The Welsh Government has confirmed that the Independent Living Grant will continue in Wales until March 2018 and in the subsequent year all those who previously received the ILF will be re- assessed and have their care and support provided for by their local authority.

It is likely that many former ILF recipients will see attempts to reduce their care and support funding in the same way as Luke Davey.

In this case we have seen the High Court loathed to strike down the Local Authority decision as being irrational and the Court of Appeal found no reason to interfere with the decision of the High Court.

One should take heart that Davey does not give local authorities a carte blanche – and it should most certainly not be taken as creating an open season to cut services. It decides that the well-being duty is a legally enforceable obligation and that once a support plan has been agreed local authorities must provide the funds to meet every aspect of that plan. It also states – in terms – that once there is evidence that a direct payment is insufficient to secure suitably qualified carers then the local authority must address this by increasing the amount paid.
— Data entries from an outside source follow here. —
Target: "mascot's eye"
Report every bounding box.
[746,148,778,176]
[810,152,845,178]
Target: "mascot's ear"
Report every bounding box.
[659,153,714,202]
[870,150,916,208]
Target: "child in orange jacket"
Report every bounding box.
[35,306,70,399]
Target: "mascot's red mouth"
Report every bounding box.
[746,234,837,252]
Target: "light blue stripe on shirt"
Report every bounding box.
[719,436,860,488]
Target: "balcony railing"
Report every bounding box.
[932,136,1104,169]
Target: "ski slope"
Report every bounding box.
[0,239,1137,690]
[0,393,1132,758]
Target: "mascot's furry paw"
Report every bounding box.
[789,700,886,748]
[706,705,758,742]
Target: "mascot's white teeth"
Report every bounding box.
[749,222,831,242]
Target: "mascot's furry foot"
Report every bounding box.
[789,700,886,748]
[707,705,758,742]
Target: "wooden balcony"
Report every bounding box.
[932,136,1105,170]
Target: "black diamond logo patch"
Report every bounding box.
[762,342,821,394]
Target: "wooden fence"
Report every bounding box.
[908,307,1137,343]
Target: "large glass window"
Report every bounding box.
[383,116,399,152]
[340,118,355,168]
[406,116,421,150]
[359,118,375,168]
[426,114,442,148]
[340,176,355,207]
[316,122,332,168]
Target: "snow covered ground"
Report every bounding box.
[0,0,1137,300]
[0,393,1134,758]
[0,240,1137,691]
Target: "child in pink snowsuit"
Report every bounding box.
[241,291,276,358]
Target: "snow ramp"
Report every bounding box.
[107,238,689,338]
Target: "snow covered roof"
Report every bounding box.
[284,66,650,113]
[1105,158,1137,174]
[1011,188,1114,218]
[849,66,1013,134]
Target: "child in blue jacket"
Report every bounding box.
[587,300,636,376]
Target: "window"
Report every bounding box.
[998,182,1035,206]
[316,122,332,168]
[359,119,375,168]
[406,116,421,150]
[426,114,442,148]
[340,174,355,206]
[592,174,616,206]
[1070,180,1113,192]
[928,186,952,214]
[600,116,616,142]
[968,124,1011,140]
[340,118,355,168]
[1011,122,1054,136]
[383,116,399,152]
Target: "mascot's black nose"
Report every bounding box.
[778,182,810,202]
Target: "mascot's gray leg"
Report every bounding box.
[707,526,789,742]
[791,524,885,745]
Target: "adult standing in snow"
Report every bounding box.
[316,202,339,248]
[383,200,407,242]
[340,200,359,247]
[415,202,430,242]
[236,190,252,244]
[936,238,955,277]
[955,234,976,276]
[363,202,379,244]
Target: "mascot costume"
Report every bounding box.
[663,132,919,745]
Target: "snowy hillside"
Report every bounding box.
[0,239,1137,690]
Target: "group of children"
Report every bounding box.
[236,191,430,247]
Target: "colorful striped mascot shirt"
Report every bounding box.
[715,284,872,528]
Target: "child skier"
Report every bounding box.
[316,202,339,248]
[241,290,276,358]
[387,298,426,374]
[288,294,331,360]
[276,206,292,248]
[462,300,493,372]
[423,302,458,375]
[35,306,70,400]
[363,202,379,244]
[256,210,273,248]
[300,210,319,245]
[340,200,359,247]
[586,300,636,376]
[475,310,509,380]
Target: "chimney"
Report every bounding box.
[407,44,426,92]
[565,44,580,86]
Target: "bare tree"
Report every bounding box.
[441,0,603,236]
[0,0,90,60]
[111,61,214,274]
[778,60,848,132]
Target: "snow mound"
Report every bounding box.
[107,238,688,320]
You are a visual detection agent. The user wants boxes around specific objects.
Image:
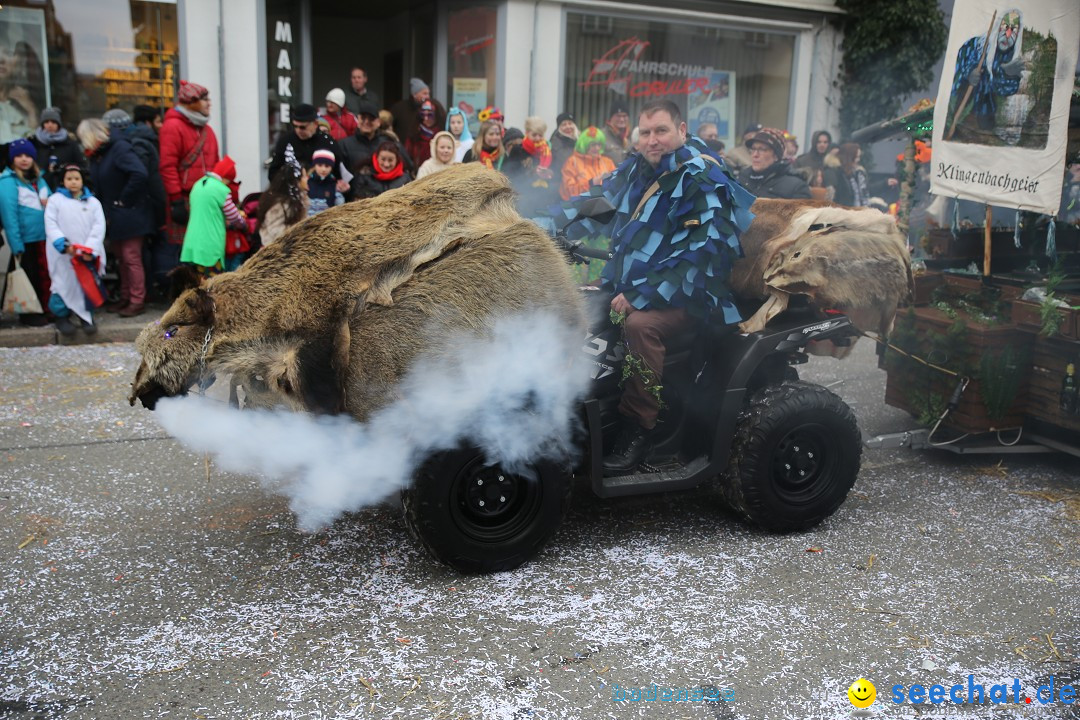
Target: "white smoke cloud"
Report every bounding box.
[154,313,589,531]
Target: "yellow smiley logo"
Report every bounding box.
[848,678,877,708]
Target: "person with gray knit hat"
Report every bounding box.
[102,108,132,132]
[390,78,446,143]
[322,87,356,142]
[30,108,86,191]
[739,127,811,200]
[345,65,382,117]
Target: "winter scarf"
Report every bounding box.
[480,145,507,169]
[522,138,551,188]
[522,138,551,167]
[173,105,210,127]
[33,127,68,145]
[372,153,405,182]
[573,125,607,155]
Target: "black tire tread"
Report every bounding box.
[401,461,573,574]
[717,380,862,532]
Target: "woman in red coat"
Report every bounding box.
[159,80,220,252]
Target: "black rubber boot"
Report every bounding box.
[603,420,652,476]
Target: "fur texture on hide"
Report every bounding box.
[731,200,914,337]
[130,163,582,420]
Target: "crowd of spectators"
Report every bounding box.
[0,62,894,332]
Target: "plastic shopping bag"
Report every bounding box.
[3,258,42,315]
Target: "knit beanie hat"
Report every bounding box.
[608,99,630,118]
[41,108,63,125]
[311,149,337,167]
[132,105,161,122]
[573,125,607,155]
[102,108,132,130]
[326,87,345,108]
[746,127,784,160]
[176,80,210,105]
[288,103,319,122]
[8,137,38,162]
[476,105,507,122]
[214,155,237,180]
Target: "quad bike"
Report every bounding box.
[402,198,862,572]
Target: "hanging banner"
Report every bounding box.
[450,78,488,137]
[930,0,1080,215]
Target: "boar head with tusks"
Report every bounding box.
[731,200,913,337]
[130,163,583,420]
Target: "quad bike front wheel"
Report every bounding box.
[402,449,571,573]
[719,381,863,532]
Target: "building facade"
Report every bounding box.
[0,0,840,192]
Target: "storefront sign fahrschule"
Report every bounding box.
[578,38,715,97]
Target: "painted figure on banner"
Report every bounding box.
[945,9,1057,148]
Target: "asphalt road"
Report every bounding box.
[0,344,1080,720]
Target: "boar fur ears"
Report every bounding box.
[165,264,205,302]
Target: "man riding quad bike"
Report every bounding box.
[403,101,872,572]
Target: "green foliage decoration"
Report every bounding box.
[885,308,972,426]
[836,0,948,136]
[977,345,1028,420]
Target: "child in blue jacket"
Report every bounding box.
[0,138,50,326]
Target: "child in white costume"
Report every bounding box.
[45,165,105,335]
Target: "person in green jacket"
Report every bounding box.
[180,155,245,277]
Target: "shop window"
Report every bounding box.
[446,6,498,136]
[0,0,179,142]
[562,12,795,151]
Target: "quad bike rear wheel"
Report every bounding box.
[718,381,863,532]
[402,449,572,573]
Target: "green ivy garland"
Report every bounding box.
[836,0,948,136]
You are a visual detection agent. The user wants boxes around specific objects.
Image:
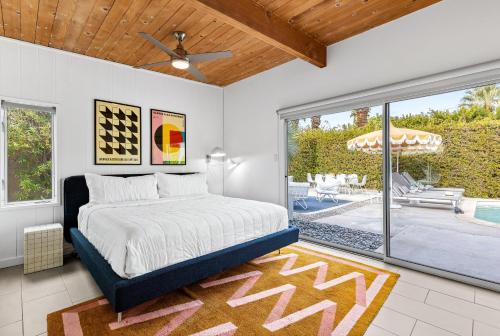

Davey is a case ‘on its facts’: disheartening and quite possibly a personal tragedy for Luke Davey. Cases of this kind come along infrequently but they do not upend the social care legal order.

For us in Wales, the excellent Merton decision and the facts of the Davey case, provides the basis for disabled people to expect an assessment that gives primacy to their well-being outcomes identified by the person being assessed or their advocates. It highlights that Local Authorities need to provide a rational for any changes in provision that will stand up to the test of irrationality should it be challenged in the Courts.

The transition to local authority provision for previous recipients of the ILF is not an automatic signal for a reduction in care provision for the individual who is eligible for care and support.